Oakland, California, native David Akira Itami's bilingual and transnational world across the Pacific offers a window into the complex diasporic experiences of Nisei migrants who lived outside dominant-nation-centered narratives. The chapter traces Itami's journeys through Kagoshima, Tokyo, Los Angeles, the Manzanar internment camp in California, and the Pacific Theater of World War II to examine the volatile history of U.S.-Japan relations that shaped his diasporic life. A real-life model for the popular 1983 Japanese novel Futatsu no Sokoku and the 1984 TV series Sanga Moyu, Itami's life at the intersection of two empires demonstrates that his articulation of cultural dualism had a far more complex meaning than the simple question of national loyalty and Japanese American ethnic identity.

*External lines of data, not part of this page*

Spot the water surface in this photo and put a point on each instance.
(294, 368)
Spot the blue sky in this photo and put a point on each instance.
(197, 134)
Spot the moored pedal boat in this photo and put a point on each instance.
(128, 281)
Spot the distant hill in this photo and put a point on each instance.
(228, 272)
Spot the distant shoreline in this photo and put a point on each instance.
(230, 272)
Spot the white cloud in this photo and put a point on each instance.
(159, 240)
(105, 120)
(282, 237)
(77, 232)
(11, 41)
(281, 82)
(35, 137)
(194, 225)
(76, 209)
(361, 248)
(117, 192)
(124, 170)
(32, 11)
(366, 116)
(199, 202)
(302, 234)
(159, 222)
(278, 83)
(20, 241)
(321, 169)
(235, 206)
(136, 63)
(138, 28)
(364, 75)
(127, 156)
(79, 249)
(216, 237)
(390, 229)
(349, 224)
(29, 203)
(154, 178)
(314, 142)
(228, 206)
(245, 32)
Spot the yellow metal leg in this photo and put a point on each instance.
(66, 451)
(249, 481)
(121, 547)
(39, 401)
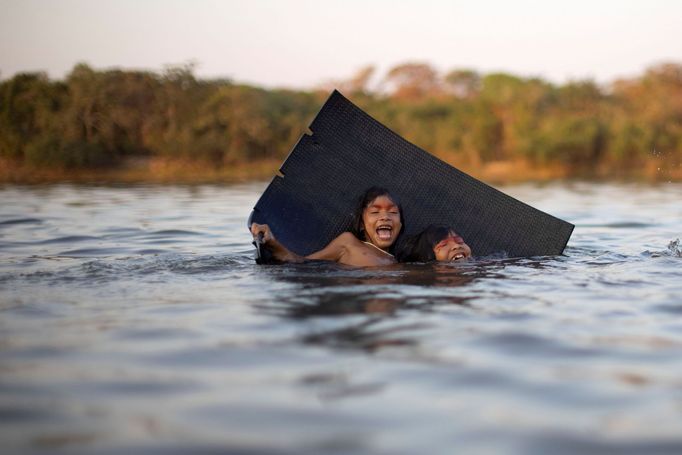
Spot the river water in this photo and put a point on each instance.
(134, 320)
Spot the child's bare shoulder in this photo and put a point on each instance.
(346, 239)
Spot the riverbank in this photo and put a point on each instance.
(168, 171)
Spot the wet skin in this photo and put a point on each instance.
(452, 248)
(381, 222)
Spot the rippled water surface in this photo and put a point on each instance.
(134, 320)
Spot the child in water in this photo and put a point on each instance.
(377, 223)
(435, 243)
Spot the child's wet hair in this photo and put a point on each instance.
(419, 247)
(358, 227)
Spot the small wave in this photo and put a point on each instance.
(620, 225)
(171, 232)
(68, 239)
(21, 221)
(674, 250)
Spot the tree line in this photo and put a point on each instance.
(101, 118)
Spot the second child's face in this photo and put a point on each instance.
(452, 248)
(381, 220)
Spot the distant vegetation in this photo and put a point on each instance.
(103, 119)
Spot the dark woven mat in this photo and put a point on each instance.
(349, 152)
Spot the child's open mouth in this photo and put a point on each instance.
(384, 232)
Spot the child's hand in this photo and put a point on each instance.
(262, 230)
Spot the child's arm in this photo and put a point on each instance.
(332, 252)
(279, 251)
(336, 249)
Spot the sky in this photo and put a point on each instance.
(304, 43)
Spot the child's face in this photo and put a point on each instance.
(381, 220)
(452, 248)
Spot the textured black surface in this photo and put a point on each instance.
(349, 151)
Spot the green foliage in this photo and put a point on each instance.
(98, 118)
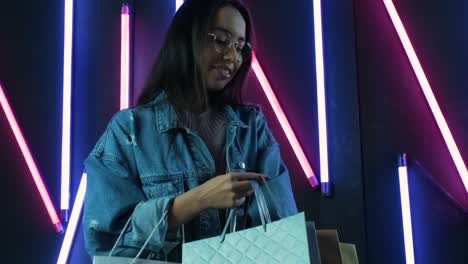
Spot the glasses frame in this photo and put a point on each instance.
(245, 53)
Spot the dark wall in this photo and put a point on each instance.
(396, 118)
(30, 72)
(374, 104)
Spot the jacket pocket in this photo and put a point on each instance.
(156, 187)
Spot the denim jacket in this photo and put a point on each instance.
(145, 157)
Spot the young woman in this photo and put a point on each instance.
(186, 153)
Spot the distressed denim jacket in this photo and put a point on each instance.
(145, 157)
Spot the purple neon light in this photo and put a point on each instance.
(30, 161)
(406, 212)
(125, 58)
(178, 3)
(284, 122)
(321, 105)
(73, 223)
(66, 108)
(427, 90)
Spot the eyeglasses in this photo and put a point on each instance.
(222, 43)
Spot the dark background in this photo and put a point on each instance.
(375, 110)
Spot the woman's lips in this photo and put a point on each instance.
(223, 72)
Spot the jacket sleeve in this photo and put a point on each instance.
(270, 164)
(112, 192)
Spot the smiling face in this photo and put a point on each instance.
(219, 65)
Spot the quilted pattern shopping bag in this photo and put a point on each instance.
(282, 241)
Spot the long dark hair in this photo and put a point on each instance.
(177, 69)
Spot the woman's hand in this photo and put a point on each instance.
(226, 191)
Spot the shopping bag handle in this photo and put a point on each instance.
(147, 240)
(263, 210)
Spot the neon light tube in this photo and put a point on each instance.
(427, 90)
(284, 122)
(125, 58)
(73, 223)
(178, 4)
(30, 161)
(406, 209)
(321, 104)
(66, 108)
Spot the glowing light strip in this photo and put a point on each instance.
(125, 58)
(322, 114)
(178, 4)
(284, 122)
(30, 161)
(406, 211)
(66, 107)
(73, 223)
(427, 90)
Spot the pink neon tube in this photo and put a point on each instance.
(284, 122)
(66, 108)
(321, 105)
(427, 90)
(125, 58)
(178, 4)
(73, 223)
(30, 161)
(406, 210)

The chapter recuperates the voices of Japanese American men and women who survived the war in the Pacific Theater and reexamines race and citizenship in the history of Japanese Americans beyond the U.S. political borders. The war forced the Nisei migrants in Japan and Japanese colonies to negotiate ways to deal with their national allegiance and citizenship. More important, they were forced to negotiate ways to survive the war in unfamiliar territories, from the firebombed city of Tokyo to the battlefronts in the Pacific to the POW camps in Siberia. Many U.S.-born Nisei men who held dual citizenship were conscripted into the Japanese armed forces and took arms against the United States. As a result of their service to the Japanese emperor under duress, the U.S. government stripped these Nisei's American citizenship after World War II.

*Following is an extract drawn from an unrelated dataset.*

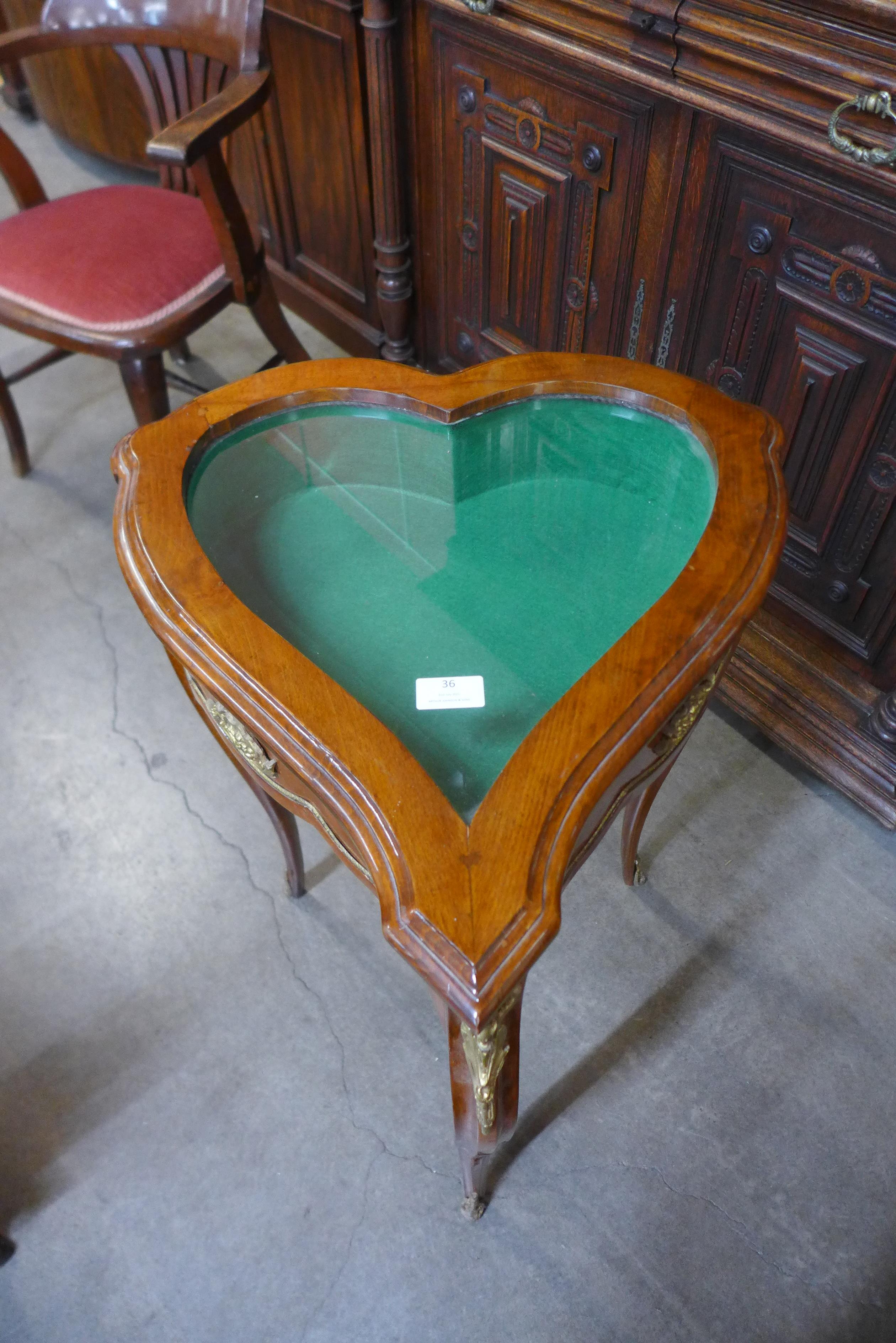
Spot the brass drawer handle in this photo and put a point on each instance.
(879, 104)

This chapter documents the postwar experiences of more than a thousand Nisei who survived the atomic bombing of Hiroshima and Nagasaki in August 1945. In the decades following the atomic bombing, the cold war U.S. geopolitical interests in the Pacific shaped the struggles of Japanese American atomic bomb survivors, who were permanently crippled by their radiation illnesses. Because the very existence of these American civilian victims could potentially diminish the symbolic meaning of the bomb as liberator in the master narratives of the war, the voices of Nisei survivors were suppressed for decades after the atomic bombing. Negotiating the shifting geopolitical dynamics of the Pacific under the U.S. nuclear umbrella and the politics of citizenship, the Nisei atomic bomb survivors nevertheless have reclaimed their place in Japanese American history by reshaping the debates about Japanese American redress politics and the compensatory role of the state.

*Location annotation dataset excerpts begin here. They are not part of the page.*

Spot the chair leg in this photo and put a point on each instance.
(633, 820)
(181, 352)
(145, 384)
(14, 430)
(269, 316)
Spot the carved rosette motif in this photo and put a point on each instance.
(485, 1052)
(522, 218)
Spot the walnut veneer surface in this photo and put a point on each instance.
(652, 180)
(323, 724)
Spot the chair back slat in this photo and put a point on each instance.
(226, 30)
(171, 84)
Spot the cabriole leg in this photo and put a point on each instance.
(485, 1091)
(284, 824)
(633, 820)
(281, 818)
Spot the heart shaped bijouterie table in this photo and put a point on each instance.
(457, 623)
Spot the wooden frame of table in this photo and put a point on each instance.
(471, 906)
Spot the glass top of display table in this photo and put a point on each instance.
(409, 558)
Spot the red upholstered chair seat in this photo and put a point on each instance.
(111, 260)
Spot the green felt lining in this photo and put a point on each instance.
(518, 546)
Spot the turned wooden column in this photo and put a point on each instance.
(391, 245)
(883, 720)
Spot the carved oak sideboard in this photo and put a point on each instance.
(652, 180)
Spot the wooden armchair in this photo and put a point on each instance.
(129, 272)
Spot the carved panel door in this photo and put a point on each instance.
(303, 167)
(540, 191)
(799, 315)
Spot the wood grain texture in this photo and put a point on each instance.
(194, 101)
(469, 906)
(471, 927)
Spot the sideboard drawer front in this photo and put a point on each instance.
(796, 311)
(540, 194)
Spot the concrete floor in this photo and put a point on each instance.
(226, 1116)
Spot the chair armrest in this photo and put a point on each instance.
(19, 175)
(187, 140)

Donald Trump's assault on birthright citizenship and his administration's anti-immigration policies and rhetoric have revealed the deeply entrenched culture and politics of xenophobia in the United States. Revisiting Nisei migrants' perspectives decades after their exodus from the United States, this chapter explores the long-term transnational and generational implications of America's exclusionary cultural and political institutions on the meanings of citizenship, race, diasporic identity, and transnational families.